Thread overview
Re: D mentioned on Rust discussions site
May 24, 2020
H. S. Teoh
May 25, 2020
Walter Bright
May 25, 2020
H. S. Teoh
May 23, 2020
On Sat, May 23, 2020 at 09:05:47PM -0700, Walter Bright via Digitalmars-d wrote:
> On 5/23/2020 6:18 AM, Dibyendu Majumdar wrote:
> > > https://www.digitalmars.com/articles/C-biggest-mistake.html
> > 
> > I do not think it was a mistake at all. Treating pointers and arrays uniformly is one of the great innovations in C.
> 
> The amount of buffer overflows enabled by it is legendary.

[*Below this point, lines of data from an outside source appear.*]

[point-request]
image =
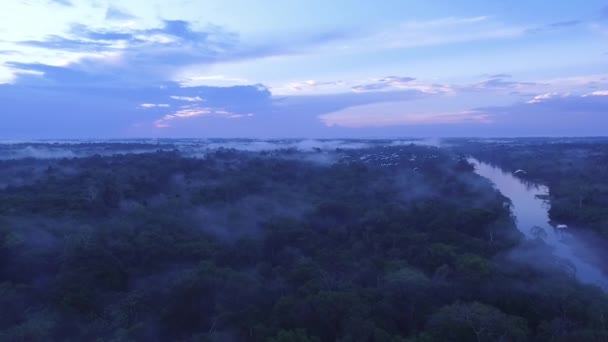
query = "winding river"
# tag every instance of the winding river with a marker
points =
(531, 211)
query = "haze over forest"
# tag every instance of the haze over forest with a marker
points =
(303, 171)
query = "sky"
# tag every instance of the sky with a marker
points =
(302, 69)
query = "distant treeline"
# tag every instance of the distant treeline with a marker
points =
(399, 243)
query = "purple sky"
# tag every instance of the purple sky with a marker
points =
(270, 69)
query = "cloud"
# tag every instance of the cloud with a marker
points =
(543, 97)
(599, 93)
(390, 114)
(553, 115)
(187, 98)
(499, 76)
(501, 83)
(189, 112)
(154, 105)
(62, 2)
(115, 14)
(555, 26)
(443, 31)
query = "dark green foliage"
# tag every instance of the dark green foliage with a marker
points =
(268, 247)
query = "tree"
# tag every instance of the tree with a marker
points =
(476, 322)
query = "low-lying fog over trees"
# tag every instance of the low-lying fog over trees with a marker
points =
(288, 241)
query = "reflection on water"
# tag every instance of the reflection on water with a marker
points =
(532, 217)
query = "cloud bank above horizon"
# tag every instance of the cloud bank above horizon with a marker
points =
(134, 68)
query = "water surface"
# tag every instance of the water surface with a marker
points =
(532, 218)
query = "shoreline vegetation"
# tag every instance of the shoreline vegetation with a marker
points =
(372, 242)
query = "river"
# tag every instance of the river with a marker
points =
(530, 211)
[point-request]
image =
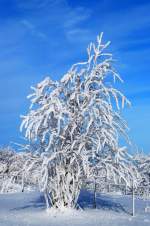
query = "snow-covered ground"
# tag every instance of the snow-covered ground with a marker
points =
(28, 209)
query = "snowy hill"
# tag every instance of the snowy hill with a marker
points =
(28, 209)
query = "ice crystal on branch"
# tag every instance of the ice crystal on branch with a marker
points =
(75, 122)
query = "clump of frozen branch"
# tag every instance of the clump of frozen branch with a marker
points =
(75, 124)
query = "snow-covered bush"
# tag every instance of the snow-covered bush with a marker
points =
(75, 125)
(15, 174)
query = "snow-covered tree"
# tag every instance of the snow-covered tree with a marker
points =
(75, 125)
(18, 170)
(142, 161)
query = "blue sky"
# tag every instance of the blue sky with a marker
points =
(45, 37)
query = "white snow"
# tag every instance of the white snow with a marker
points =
(28, 209)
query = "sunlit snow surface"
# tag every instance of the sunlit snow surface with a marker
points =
(28, 209)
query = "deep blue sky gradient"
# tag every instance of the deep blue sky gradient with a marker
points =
(45, 37)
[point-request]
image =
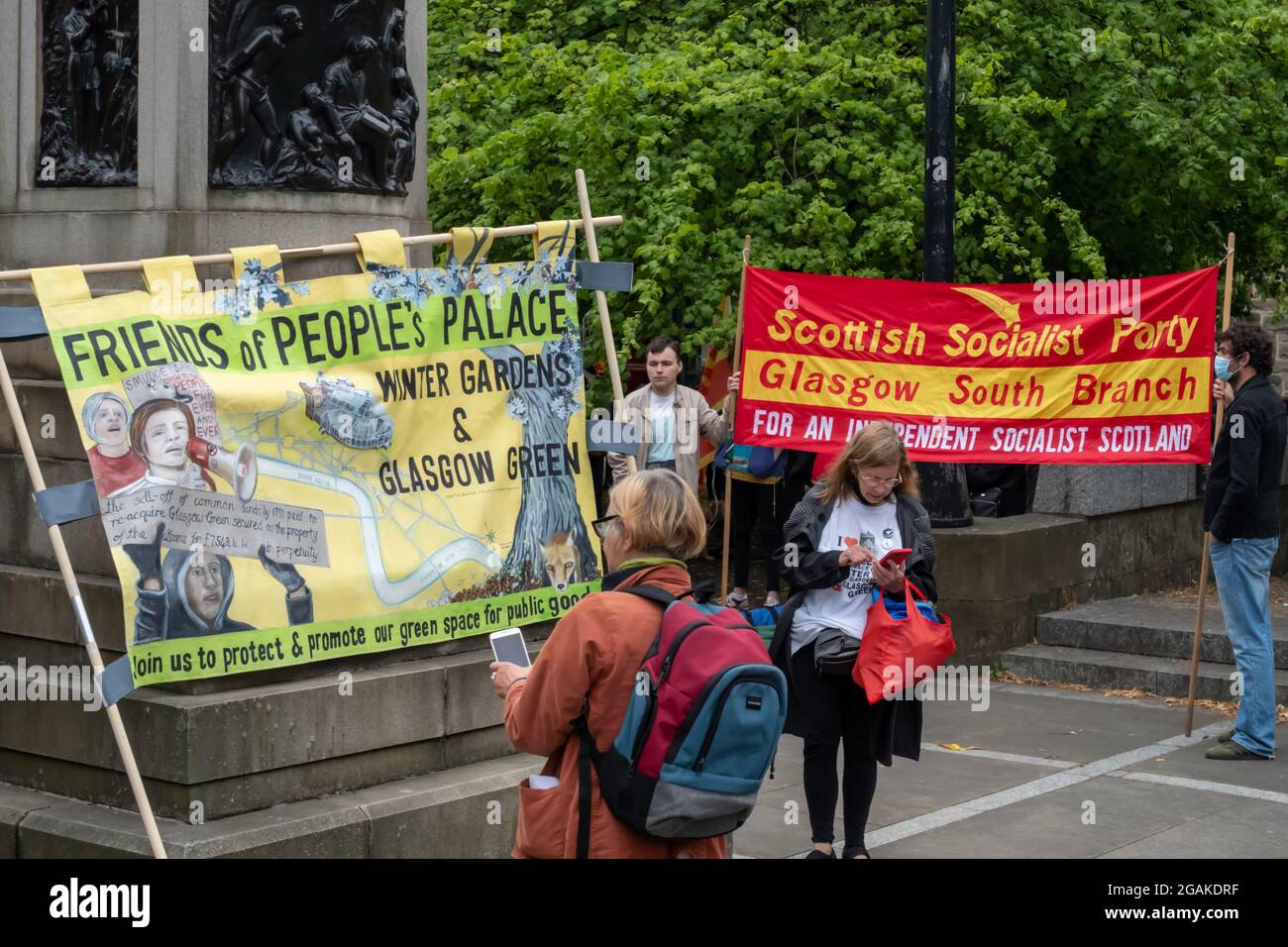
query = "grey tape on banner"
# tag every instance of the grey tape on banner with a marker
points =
(67, 504)
(605, 275)
(22, 322)
(116, 681)
(606, 434)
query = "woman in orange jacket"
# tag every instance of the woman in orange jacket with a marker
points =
(590, 660)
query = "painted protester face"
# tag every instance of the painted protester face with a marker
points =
(165, 441)
(110, 424)
(204, 586)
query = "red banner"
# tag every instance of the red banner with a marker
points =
(1080, 371)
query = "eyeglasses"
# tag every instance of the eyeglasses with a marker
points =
(600, 526)
(883, 480)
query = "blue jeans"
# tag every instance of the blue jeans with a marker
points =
(1241, 570)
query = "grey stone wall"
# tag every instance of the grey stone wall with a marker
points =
(995, 578)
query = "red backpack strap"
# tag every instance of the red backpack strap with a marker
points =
(655, 594)
(585, 759)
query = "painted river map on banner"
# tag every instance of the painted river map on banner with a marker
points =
(1111, 371)
(290, 472)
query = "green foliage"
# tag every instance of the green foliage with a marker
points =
(1113, 161)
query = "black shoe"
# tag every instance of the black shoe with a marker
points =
(1234, 751)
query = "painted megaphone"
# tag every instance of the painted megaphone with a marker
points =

On Sat, May 23, 2020 at 09:15:18PM -0700, Walter Bright via Digitalmars-d wrote:
> On 5/23/2020 4:50 PM, Andrei Alexandrescu wrote:
> > This "no fat pointers" decision cascaded into another disastruous choice - zero terminated strings. Worse than even autodecoding :o).
> 
> Ironically, a lot of C's speed advantage is lost in endlessly scanning strings to find their length.

Hear, hear.

Having worked for the past 25 years in the industry primarily with C code, I have to say that the amount of C code with hidden potential buffer overflows is staggering. In spite of a big push in the past 10 or so years towards safer C coding practices, I still regularly come across code that have potential buffer overflows hidden deep within a large codebase, and code being freshly written that *still* depend on unfounded assumptions about array length -- because manually passing the length is just too cumbersome, and people either don't bother with it, or make mistakes while doing it (nothing like passing the wrong length to screw up your day -- esp. when it gets missed by QA and proceeds to explode in the customer's production environment -- or worse, it *doesn't* get noticed by the customer until a hacker decides to exploit it).

Not to mention the gigantic pain in writing said code in C in the first place -- you constantly have to be burning mental calories trying to keep track of which pointer goes with which length, making sure to manually check bounds, making sure to think thrice about your loop to prevent overruns, endless calls to strlen() without even thinking about the performance consequences. I'm serious, I work with a huge codebase of almost 2 million LOC, and strlen calls are everywhere, including inside macros that nobody really takes the time to understand but just sprinkle everywhere in their code.  The complexity of managing all of this is just beyond any normal person's capacity given the tight deadlines we have to meet, so people just call strlen willy-nilly without even thinking about the performance consequences.  And of course, the huge bulk of code that expects null-terminated strings means it's just not worth trying to encapsulate the length in any sort of way -- you make yourself incompatible with just about everything else, and end up spending endless effort converting to/from char* instead, which is not any better.  So the problem perpetuates itself, and becomes an accumulated cost that nobody can feasibly improve without rewriting the entire darned thing from ground up. (And even then, all it takes is for *someone* to start using char* again, and suddenly you're back to square one. No sane C coder uses anything *but* char* for strings in "normal" C code. Esp. code that needs to talk to other C libraries not written by your team. It's inextricably ingrained in C culture.)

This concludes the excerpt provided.